Melayani dengan Setia Sampai Akhir
Di sisa usia yang Tuhan berikan, Ps. Dionisius Laia, OFM.Cap. hanya ingin terus melayani Tuhan dengan setia. Menjadi seorang imam diakuinya bukan sebuah jalan yang mudah. Ia harus terus menerus bergumul dan berdamai dengan berbagai tantangan dari dalam maupun luar dirinya. Tidak ada yang lebih membahagiakan baginya selain setia hingga akhir dalam pelayanan.
Sebagai bagian dari ordo Kapusin, Saudara Dina, ia semakin dimampukan untuk menjadi jembatan Tuhan, menolong sebanyak mungkin orang-orang yang memiliki pergumulan dan kesulitan hidup.
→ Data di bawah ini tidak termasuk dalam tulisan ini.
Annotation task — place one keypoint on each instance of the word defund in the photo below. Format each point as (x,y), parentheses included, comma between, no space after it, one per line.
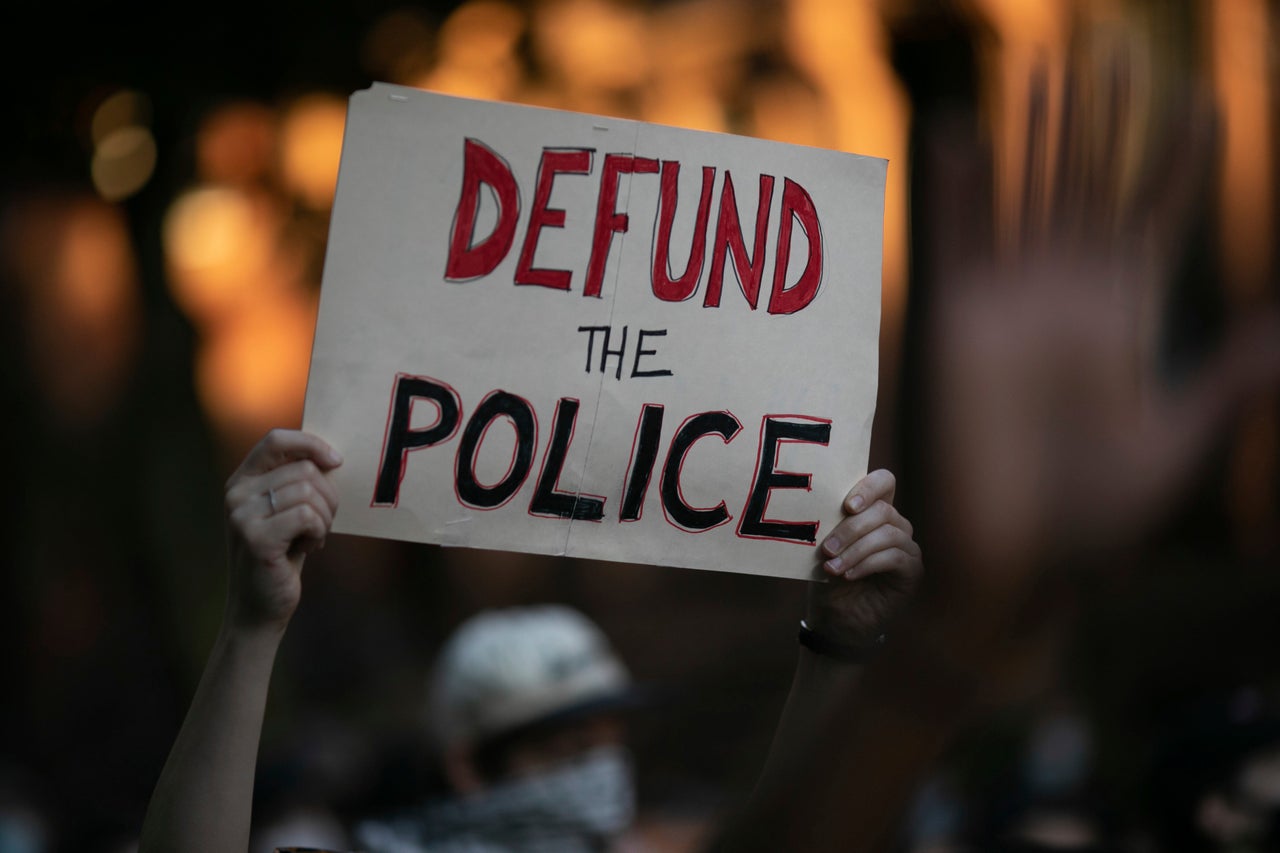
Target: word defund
(471,256)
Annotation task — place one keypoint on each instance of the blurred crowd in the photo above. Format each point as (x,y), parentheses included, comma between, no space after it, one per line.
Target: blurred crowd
(1080,222)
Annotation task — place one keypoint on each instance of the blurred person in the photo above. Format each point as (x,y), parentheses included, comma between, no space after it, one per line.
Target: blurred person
(526,711)
(533,766)
(1214,783)
(1056,442)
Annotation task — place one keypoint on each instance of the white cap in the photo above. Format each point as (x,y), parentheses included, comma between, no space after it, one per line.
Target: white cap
(508,667)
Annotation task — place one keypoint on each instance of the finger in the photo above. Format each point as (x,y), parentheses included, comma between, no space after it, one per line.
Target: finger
(855,527)
(306,478)
(297,493)
(282,446)
(890,561)
(877,486)
(301,524)
(882,538)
Agar melalui karya pelayanannya dan melalui pelayanan Kapusin, gereja sungguh-sungguh hadir membawa keselamatan.
“Semestinya kita beragama bukan hanya di dalam gereja saja, namun
iman kita harus nampak dalam kehidupan kita sehari-hari,”tegasnya.
“Orang Kristen juga harus semakin akrab dan kompak, semakin bisa bekerja
sama satu sama lain. Meskipun kita berasal dari berbagai gereja dan
beragam latar belakang, kita dipanggil bukan untuk mencari perbedaan,
tetapi bagaimana kita melayani secara bersama-sama menghadirkan kasih
setia dan karya keselamatan Allah di bumi Indonesia,”tuturnya.